If we take a step back from the galvanized debates, the specialized vocabulary, and the hope and hype of digital health, we might begin to get at some of these deeper questions about what we value as a society. Anthropological research has the potential to help us imagine how a more productive conversation might unfold. What might an anthropological approach look like?
First of all, anthropologists ask questions. If the goal is to ensure that people developing new technologies act in accordance with broader values about health and safety, we might ask how people in different contexts—developers, regulators, patients, and physicians—would answer the questions posed by the senators’ letter. What does safety mean to them? How do they think about risk? We might also study those developing digital health technologies: How do they make decisions about product safety in their everyday work? To bring the daily realities of digital health development into closer alignment with the goals of public health and safety, we ought to start by first understanding the day-to-day experiences of the people ‘on the ground’ and how these experiences intersect with and impact others. How do the practical challenges of developing a software product and building a business intersect with the expectations of patients, physicians, and others?

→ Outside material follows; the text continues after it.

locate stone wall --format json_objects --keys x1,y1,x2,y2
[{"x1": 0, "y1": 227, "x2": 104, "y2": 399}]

Anthropologists observe the present in order to see what might be possible in the future. That is to say, studying how people understand and act in the world has the potential to help us imagine something different: different development practices, different regulatory processes, and different futures. In the words of anthropologist Kim Fortun, this kind of research has the potential to be “productively creative, creating space for something new to emerge, engineering imaginations and idioms for different futures, mindful of how very hard it is to think outside and beyond what we know presently.”
In an effort to solve a real and pressing problem, the FDA has drawn from the familiar, not only finding inspiration in analogous programs like TSA Pre✓® but also returning to old regulatory models premised on reactive responses over proactive intervention. I think it’s worth asking: Has starting from a place of familiarity limited the possibilities of the program? In an age of substantial technological change, perhaps what we need from regulators is something altogether new—something that attends to the practical challenges of the present while simultaneously opening up new and different possibilities for the future.
Paige Edmiston is a PhD Student in Cultural Anthropology at the University of Colorado Boulder. Her research focuses on how digital technology is changing the American medical system, and how these changes are impacting humans and society.